Stimulated cycle is where fertility drugs such as clomifene tablets or FSH injection is given aiming to produce one or two follicles. When the follicle is mature and the endometrium developed satisfactorily, hCG injection is given to induce ovulation. Embryo transfer is usually performed 2-3 days after the ovulation. This regimen is usually recommended for women do not ovulate regularly and did not respond to hormone replacement treatment in a previous cycle.
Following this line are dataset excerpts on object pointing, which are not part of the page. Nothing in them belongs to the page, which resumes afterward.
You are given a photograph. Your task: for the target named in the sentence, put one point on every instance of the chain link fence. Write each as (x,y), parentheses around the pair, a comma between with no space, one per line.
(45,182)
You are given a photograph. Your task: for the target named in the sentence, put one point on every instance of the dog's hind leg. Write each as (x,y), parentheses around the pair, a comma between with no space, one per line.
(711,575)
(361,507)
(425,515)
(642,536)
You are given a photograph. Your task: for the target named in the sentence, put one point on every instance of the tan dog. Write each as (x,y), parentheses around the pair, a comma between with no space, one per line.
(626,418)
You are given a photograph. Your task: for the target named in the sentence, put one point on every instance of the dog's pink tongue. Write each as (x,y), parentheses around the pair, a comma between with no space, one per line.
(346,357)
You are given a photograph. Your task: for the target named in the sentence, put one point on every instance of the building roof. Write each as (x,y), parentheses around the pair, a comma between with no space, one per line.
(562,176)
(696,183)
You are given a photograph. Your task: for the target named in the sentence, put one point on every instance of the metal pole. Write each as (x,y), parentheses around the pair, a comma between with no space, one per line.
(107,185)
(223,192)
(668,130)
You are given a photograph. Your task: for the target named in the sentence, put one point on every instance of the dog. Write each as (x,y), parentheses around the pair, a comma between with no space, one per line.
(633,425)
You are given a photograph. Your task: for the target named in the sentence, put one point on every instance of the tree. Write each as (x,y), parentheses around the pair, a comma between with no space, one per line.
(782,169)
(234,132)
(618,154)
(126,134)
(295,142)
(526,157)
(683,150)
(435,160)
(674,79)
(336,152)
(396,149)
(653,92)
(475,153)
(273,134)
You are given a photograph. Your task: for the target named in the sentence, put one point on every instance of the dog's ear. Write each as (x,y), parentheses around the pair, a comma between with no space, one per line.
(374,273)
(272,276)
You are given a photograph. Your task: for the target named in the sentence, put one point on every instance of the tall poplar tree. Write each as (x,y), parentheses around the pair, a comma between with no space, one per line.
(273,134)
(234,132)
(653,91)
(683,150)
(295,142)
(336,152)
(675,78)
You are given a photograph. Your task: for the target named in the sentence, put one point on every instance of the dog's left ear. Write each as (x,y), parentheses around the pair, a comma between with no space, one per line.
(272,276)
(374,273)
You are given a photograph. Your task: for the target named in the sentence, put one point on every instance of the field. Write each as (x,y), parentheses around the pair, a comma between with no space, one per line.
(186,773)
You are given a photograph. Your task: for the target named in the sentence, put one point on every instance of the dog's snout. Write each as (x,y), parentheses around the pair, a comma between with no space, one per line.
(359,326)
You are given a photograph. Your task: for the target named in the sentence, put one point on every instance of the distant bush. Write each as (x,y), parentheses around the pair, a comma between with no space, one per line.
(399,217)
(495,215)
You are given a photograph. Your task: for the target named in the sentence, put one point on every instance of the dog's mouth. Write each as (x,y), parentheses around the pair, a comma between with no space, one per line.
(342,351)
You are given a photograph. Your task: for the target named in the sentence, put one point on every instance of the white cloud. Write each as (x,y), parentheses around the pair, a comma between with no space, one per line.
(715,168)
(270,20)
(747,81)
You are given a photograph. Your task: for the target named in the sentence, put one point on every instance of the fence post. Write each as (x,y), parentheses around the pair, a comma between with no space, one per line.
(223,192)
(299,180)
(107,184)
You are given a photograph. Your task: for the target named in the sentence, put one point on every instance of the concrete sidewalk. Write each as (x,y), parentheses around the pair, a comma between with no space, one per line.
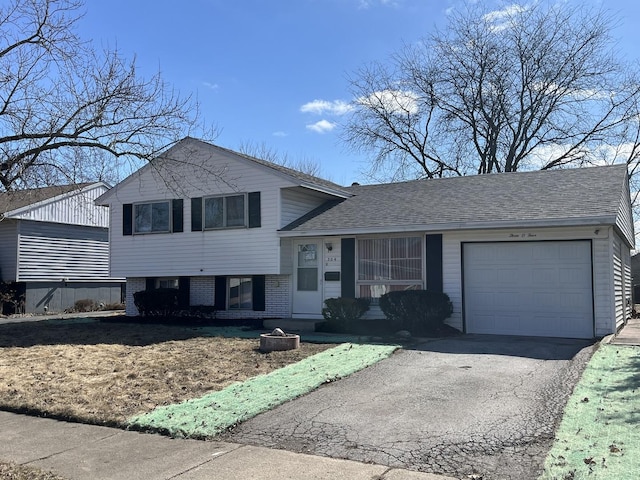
(87,452)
The success rates depend on many factors; mainly the woman’s age and number of embryos transferred. The outcome of pregnancies resulted from frozen embryo transfer is similar to fresh embryo transfer in the incidence of biochemical pregnancy, blighted ovum, early and late miscarriage, ectopic pregnancy, preterm deliveries and term deliveries. To date there is no evidence that babies born after frozen embryo transfer have any increased incidence of congenital abnormality.
There are several ethical and moral issues surrounding the embryo freezing process. These include the following:
Fate of the stored embryos on the death of couple - 'orphaned' embryos.
Ownership of the embryos if the couple divorce.
Safety of embryo freezing.
Concern that the length of time embryos have been kept in storage might have a detrimental effect on the outcome of frozen embryo transfer and possible increase in fetal abnormalities. However, no long-term studies have been carried out since the age of the oldest child born as a result of frozen embryo transfer is only 14 years. In addition, there is no evidence that extended storage is detrimental to the outcome of treatment.